Willkommen in meinem Literatursalon
Irmtraud_Gutschke

Lesen macht glücklich, weil es uns sagt, wer wir sind und wer wir sein wollen, weil wir über uns hinauswachsen, in fremder Haut erleben dürfen, was uns sonst verschlossen bliebe. Heutzutage scheinen wir ja in Informationen zu ertrinken und haben doch das Gefühl, dass uns Wichtiges fehlt. Was ich suche, sind Bücher, die in diesem Sinne nachdenklich machen, ja auch solche, von denen ein Leuchten ausgeht. Viele Jahrzehnte habe ich als Literaturredakteurin mit Hunderten, ja Tausenden von Texten zu tun gehabt, auch selber Bücher geschrieben.

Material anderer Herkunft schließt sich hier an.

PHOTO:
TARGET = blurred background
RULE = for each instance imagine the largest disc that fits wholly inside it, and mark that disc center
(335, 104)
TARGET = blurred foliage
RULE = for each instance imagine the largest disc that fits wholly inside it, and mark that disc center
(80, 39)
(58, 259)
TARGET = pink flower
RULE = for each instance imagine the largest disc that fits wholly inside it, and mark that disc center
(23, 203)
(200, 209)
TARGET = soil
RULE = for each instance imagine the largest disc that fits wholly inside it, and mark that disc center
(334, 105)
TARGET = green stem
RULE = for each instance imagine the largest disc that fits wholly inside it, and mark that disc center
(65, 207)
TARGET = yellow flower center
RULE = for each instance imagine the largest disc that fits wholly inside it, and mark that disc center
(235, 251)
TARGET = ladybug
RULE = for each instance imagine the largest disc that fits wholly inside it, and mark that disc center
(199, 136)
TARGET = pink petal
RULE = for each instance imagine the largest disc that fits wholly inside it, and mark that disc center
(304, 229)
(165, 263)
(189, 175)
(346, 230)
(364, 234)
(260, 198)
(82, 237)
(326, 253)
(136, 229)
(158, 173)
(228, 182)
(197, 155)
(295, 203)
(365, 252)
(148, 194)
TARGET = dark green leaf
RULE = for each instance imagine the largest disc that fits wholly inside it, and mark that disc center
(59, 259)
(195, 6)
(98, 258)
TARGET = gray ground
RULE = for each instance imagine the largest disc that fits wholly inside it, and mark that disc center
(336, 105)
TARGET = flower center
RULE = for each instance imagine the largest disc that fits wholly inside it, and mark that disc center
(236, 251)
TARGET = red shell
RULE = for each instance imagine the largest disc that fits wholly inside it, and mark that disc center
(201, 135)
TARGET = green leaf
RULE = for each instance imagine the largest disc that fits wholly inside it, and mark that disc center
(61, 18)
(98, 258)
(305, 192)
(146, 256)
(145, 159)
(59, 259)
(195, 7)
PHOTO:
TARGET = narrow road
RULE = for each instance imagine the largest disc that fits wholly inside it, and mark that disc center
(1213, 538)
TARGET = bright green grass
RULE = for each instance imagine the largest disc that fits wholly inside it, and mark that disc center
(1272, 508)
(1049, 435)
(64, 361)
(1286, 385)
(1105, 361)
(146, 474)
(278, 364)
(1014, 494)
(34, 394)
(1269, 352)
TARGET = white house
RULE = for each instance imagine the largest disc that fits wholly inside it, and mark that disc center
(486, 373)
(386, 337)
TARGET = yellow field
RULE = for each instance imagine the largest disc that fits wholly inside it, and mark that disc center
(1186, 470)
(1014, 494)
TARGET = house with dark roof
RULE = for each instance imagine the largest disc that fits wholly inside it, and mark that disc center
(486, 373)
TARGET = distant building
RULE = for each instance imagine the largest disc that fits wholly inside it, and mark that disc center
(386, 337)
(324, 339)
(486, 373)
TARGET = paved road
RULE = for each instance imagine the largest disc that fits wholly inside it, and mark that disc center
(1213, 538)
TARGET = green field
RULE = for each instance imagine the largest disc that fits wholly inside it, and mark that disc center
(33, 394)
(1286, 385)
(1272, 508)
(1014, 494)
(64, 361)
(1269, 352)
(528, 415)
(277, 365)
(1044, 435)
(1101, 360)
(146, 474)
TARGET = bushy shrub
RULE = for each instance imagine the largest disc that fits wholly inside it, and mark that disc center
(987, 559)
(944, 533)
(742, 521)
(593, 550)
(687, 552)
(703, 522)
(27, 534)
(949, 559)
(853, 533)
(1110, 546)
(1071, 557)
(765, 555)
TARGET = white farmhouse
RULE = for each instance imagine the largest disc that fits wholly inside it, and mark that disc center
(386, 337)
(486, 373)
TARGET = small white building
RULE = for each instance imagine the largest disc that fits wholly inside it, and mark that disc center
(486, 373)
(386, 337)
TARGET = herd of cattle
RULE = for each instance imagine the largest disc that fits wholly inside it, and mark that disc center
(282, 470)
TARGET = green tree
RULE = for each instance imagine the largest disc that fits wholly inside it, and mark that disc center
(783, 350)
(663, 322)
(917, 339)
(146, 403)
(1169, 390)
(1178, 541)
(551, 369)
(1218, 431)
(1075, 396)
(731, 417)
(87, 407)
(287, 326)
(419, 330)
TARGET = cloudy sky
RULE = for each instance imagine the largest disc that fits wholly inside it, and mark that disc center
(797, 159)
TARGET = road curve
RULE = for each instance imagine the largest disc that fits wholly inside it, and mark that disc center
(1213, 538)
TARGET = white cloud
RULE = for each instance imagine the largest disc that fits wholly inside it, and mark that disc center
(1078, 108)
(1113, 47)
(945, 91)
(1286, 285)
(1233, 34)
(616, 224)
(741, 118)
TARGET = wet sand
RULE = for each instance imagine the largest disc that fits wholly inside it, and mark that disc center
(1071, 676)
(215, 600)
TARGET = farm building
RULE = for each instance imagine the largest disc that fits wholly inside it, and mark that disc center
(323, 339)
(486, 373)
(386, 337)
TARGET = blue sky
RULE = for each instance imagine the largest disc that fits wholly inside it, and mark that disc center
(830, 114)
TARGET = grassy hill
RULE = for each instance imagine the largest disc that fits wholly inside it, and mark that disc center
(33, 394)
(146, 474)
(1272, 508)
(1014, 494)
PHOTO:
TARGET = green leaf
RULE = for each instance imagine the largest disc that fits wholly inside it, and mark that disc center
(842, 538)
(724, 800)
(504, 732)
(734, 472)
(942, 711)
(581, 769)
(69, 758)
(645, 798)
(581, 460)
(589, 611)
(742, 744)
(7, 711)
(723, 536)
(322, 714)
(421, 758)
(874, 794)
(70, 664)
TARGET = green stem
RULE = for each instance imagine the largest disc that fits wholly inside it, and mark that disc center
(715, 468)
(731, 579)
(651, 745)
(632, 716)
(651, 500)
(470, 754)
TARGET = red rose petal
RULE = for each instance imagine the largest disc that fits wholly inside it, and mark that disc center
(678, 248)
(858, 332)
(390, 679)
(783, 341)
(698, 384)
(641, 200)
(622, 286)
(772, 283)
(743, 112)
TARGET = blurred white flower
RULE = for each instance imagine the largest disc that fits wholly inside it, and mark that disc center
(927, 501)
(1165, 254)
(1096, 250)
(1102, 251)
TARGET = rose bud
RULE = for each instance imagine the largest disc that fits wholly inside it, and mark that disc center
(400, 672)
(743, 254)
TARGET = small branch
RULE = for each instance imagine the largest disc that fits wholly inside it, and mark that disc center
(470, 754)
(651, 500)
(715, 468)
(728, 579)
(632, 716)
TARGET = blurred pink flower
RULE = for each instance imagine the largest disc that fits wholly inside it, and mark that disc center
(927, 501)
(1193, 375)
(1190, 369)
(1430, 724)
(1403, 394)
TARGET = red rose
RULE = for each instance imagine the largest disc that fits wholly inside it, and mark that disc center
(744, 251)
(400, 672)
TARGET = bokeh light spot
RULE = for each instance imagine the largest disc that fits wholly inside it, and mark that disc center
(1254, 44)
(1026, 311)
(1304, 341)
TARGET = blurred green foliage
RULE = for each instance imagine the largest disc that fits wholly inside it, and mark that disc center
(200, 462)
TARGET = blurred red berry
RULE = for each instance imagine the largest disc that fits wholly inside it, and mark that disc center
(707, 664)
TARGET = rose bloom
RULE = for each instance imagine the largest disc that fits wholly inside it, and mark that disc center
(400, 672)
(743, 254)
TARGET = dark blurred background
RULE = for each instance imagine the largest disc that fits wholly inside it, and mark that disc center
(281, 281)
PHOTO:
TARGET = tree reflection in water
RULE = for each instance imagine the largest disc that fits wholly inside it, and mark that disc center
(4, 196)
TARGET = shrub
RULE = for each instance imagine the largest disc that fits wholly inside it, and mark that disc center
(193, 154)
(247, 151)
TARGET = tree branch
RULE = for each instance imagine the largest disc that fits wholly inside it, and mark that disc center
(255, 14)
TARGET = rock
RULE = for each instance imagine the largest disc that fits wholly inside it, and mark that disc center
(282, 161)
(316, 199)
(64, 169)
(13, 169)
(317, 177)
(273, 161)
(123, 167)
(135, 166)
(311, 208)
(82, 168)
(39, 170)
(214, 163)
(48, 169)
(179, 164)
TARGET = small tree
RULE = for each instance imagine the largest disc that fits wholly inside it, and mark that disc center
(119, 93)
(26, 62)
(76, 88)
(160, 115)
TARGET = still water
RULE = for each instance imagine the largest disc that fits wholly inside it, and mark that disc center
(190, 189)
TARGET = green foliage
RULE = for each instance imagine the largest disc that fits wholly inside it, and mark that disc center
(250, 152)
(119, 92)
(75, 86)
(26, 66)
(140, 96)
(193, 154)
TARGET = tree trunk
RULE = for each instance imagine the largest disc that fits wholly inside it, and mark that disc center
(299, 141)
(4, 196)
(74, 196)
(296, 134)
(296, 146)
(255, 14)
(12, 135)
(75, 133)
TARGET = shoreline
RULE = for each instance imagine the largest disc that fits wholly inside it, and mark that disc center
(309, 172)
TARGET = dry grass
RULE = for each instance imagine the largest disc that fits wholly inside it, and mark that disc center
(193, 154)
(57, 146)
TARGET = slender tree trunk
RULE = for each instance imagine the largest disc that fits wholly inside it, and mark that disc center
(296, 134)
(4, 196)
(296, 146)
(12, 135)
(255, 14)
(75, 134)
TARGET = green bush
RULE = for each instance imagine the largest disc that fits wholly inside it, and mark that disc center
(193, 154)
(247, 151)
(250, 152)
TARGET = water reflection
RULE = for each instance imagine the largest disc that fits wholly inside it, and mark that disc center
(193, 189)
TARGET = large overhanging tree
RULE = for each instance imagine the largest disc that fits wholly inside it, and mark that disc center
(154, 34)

Die Neugier auf Neues will ich hier mit anderen teilen.

„literatursalon.online“: Stellen Sie sich vor, wir sind zusammen in einem schönen Saal, und Sie möchten von mir wissen, was sich zu lesen lohnt. Was interessiert Sie denn, frage ich zurück. Politische Sachbücher? Gute Romane und Erzählungen? Spannende Krimis? Bildbände, die man immer wieder betrachten möchte? Mit meiner Auswahl lade ich Sie zu Ihren eigenen Entdeckungen ein.

Irmtraud Gutschke

Wenn Sie mehr über mich erfahren wollen - meine Biografie, meine Bücher und Veranstaltungen - , schauen Sie auf meine Webseite www.irmtraud-gutschke.de

Der Junge und der Gorilla

Wie leben mit dem Unabänderlichen?

„Der Junge und der Gorilla“, eine Geschichte über Trauer und Trost

Es gibt Situationen, da alle Worte fehlen. Und weil die Menschen so hilflos sind, kehren sie sich sogar von einem ab, was man in dieser Situation nicht verstehen kann. Aber auch Mitleid ist mitunter schwer zu ertragen… Da ist es gut, etwas Großes, Liebevolles in sich zu haben, an das man sich anlehnen kann. Und wenn es ein riesiger Gorilla ist…

Cindy Derby hat solch einen riesigen Gorilla gemalt, der vor einem kleinen Jungen steht. Und sie hat ihm durch ihre Kunst einen ganz besonderen Ausdruck gegeben: traurig und fürsorglich zugleich. Was hält er ihm hin? Ein Gänseblümchen, das leuchtet.

Jackie Azúa Kramer hat in ihre Geschichte die Sprachlosigkeit hineingebracht. leuchtende Blume. Denn der kleine Jugne hat zunächst nicht einmal Worte für das, was er verloren hat. „Meine Mama ist gestorben.“ — Fast widerwillig bringt er den Satz heraus, während der Gorilla ihm bei der Gartenarbeit hilft. „Ich weiß“, sagt der nur, und das ist genau richtig in diesem Moment.

Trauer kann Menschen vereinzeln. Man sieht es zu Beginn des Buches, als Vater und Sohn nebeneinander auf einem Sofa sitzen, ohne sich anzuschauen. Vor beiden liegt noch ein innerer Weg, ehe sie einander in die Arme schließen können. Wie der Junge erst einmal in seine Einsamkeit flieht und der Gorilla ihn genau so begleitet, hat die New Yorker Autorin fein erspürt und genau die richtigen, leise gesprochenen, Worte gefunden, die trösten können. „Wann wird es mir wieder besser gehen? Wenn du verstehst, dass sie immer noch bei dir ist.

Ab wann kann ein kleines Kind die Realität des Todes begreifen? Die Frage ist müßig, manche Kinder müssen es, so wie der Junge im Buch. Ich denke, es ist in seiner leuchtenden Klarheit sogar auch für Erwachsene gut, die einen nahestehenden Menschen verloren haben. Und eben für Kinder, die irgendwann fragen werden, wie man mit Toten leben soll.

Irmtraud Gutschke

Jackie Azúa Kramer/ Cindy Derby: Der Junge und der Gorilla. Aus dem Englischen von Bernd Stratthaus. Annette Betz Verlag, 48 S., geb., 14,95 €.